Licenziato per una sigaretta nel 2002, reintegrato al lavoro dopo 15 anni. La storia di Luigi Nicola Carnevale, operaio foggiano della Sata di Melfi, sta facendo discutere dopo la sentenza della Cassazione che gli ha dato ragione. L’azienda di componenti per auto lo aveva licenziato nel giugno del 2002 per “aver fumato durante l’attività lavorativa”. La svolta per Cardinale, oggi cinquantenne, è arrivata con la decisione della suprema corte per il reintegro definitivo in azienda.
Secondo la prima contestazione, Carnevale era colpevole non solo di aver fumato quando non avrebbe dovuto ma anche di altre presunte inadempienze “non conformi alle istruzioni ricevute”, come ad esempio “inciampare in un pallet e procurarsi volontariamente un infortunio”. Accuse cadute nei vari gradi di giudizio, fino all’appello davanti alla Corte di Potenza del 2014 che non aveva accolto la posizione dell’azienda ritenendo che gli errori commessi sul luogo di lavoro erano spiegabili considerando che “soltanto il giorno precedente era stato assegnato a quella postazione”.

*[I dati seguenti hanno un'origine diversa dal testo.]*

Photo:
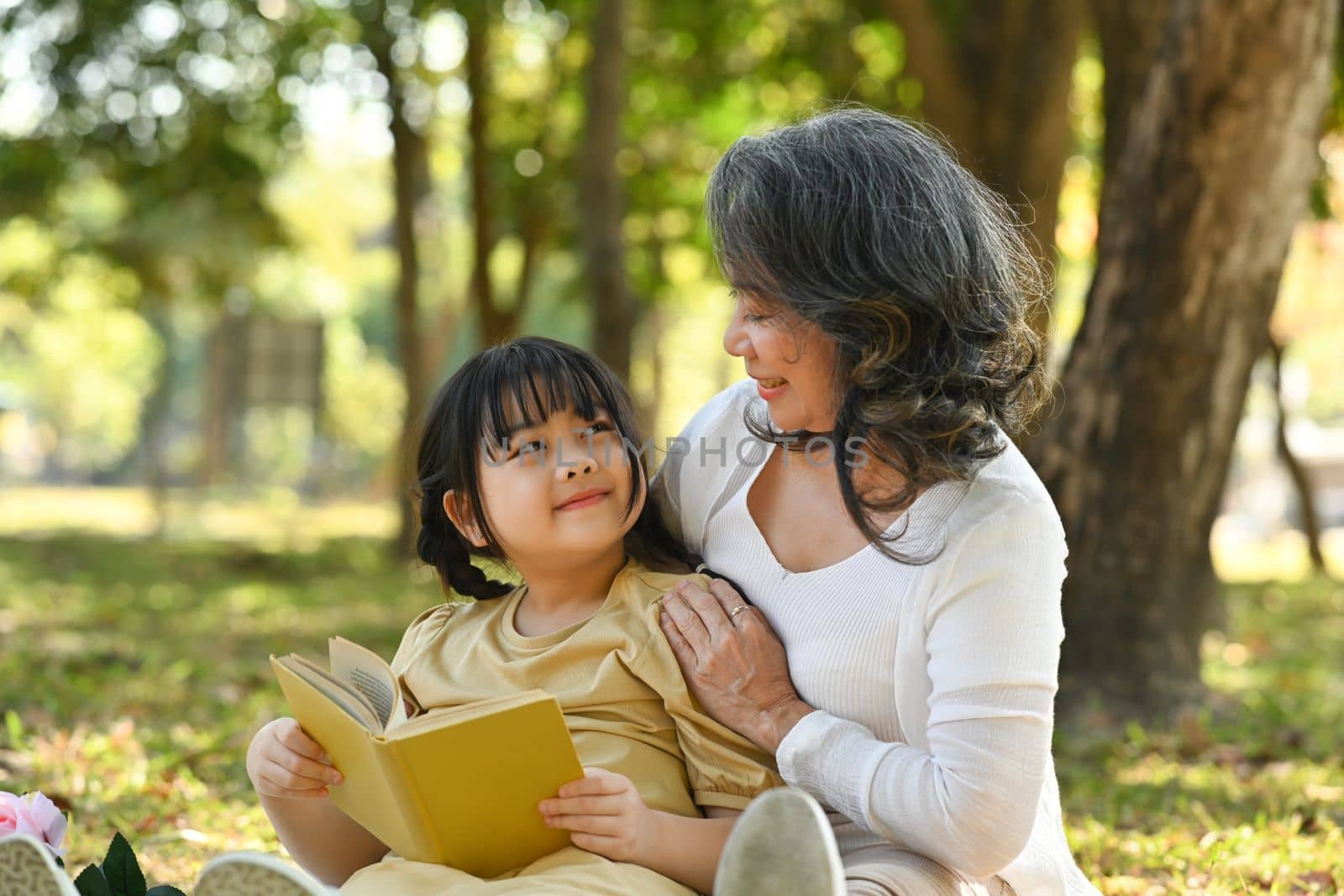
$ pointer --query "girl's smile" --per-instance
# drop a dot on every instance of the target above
(584, 499)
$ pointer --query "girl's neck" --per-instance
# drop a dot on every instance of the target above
(570, 586)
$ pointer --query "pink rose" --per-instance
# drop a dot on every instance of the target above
(8, 813)
(33, 815)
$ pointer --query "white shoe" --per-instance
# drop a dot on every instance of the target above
(255, 875)
(29, 869)
(783, 846)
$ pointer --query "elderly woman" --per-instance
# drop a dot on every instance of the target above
(895, 644)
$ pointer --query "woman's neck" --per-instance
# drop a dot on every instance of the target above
(569, 586)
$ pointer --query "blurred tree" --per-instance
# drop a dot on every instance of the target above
(601, 190)
(160, 101)
(1218, 137)
(995, 78)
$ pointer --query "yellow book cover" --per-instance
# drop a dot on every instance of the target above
(456, 786)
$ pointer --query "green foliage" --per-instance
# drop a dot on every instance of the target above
(118, 875)
(154, 679)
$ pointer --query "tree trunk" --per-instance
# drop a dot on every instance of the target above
(601, 191)
(409, 150)
(1194, 230)
(494, 324)
(158, 414)
(1296, 472)
(999, 90)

Il problema, però, restava la sigaretta che l’accusato – assistito dall’avvocato Antonio Leccisotti – confessava di aver fumato, sottolineando però che in fabbrica non c’erano cartelli che lo vietavano. Per i giudici, considerate le vicende, il licenziamento fu un provvedimento “del tutto sproporzionato”. L’azienda era già stata obbligata al reintegro, ma aveva fatto appello due anni fa. Appello che la Suprema corte ha respinto, dando definitivamente ragione all’operaio.